Upon analysis, the team observed lower rates of wheezing among children at age three who were exposed to high amounts of mouse and cat dander, as well as cockroach droppings, during their first year of life. In other words, early exposure to these allergens helped build a tolerance in the exposed children compared to those who were sheltered from the germs.
More than half of all children who grow up in "clean" homes with very few germs suffer from wheezing as toddlers. At the same time, only 17 percent of children from dirtier homes develop the condition, illustrating the sometimes beneficial role that bacteria and other germs can play in building strong immunity.
"The combination of both -- having the allergen exposure and the bacterial exposure -- appeared to be the most protective," stated Dr. Robert Wood, co-author of the study and chief of the Division of Allergy and Immunology at Johns Hopkins.
Germs are nature's vaccines
The findings support those of earlier studies linking exposure to outdoor pathogens -- that is, the critters and crud lurking in your garden -- to decreased inflammation and stronger immunity. One study published several years ago in the journal Nature Medicine, for instance, found that being too clean can cause children to develop health problems.

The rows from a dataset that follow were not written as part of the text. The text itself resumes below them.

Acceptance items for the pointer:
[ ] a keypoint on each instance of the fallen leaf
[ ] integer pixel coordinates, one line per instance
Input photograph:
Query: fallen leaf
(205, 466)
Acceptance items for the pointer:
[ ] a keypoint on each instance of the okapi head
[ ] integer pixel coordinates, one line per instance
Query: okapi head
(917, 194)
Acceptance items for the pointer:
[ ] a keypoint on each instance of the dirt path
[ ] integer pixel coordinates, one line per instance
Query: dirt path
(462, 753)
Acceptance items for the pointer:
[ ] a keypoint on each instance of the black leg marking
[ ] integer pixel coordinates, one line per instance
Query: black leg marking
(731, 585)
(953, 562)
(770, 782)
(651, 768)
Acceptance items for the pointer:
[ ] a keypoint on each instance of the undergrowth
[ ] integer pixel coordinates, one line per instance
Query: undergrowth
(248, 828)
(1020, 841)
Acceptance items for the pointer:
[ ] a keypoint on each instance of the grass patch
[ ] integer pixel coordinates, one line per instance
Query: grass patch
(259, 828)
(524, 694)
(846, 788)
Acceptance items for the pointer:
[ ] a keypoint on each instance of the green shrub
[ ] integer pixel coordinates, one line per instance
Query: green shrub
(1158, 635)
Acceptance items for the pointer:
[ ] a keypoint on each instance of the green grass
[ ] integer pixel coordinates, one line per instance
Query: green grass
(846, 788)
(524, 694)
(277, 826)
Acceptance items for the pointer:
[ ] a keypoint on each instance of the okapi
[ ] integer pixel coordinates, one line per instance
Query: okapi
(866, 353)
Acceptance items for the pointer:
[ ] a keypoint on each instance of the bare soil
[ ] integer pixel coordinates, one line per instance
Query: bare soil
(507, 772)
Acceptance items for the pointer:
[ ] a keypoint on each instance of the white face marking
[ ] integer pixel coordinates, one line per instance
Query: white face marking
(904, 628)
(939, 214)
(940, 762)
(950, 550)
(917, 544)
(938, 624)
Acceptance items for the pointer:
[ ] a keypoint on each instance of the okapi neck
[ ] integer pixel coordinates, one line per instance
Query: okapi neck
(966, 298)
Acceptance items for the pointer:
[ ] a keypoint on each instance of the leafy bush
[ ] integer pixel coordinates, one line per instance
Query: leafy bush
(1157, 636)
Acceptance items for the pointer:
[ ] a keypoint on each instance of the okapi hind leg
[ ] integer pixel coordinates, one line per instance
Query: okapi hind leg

Children need to spend more time outdoors getting dirty, in other words. If they don't, their chances of health success are diminished, at least according to science. Germs are essentially nature's vaccines, gradually training the innate immune system how to react properly to the many foreign substances that it will encounter throughout life.
In fact, this is exactly how the body is supposed to build immunity -- through natural exposure to things during early immune development. The chemical vaccines peddled by the pharmaceutical industry mimic this process to some degree, but as we've pointed out in previous articles, they bypass the innate immune system and elicit an unnatural and oftentimes damaging immune response.
"[T]he route of entry [for vaccines] is different [from] a naturally occurring disease," explains the Vaccine Awareness Network. "Most natural diseases would enter through the mouth or the nasal cavity, not the skin.
"Vaccination breaks the skin with a needle and injects foreign matter into the blood supply.
"This bypasses the skin's role in immune function, as well as the tonsils, the mucous membranes, and so on."
What does all this have to do with germ exposure? The answer is simple: Germs and bacteria are meant to be encountered naturally, and avoiding them can leave the body more susceptible to disease.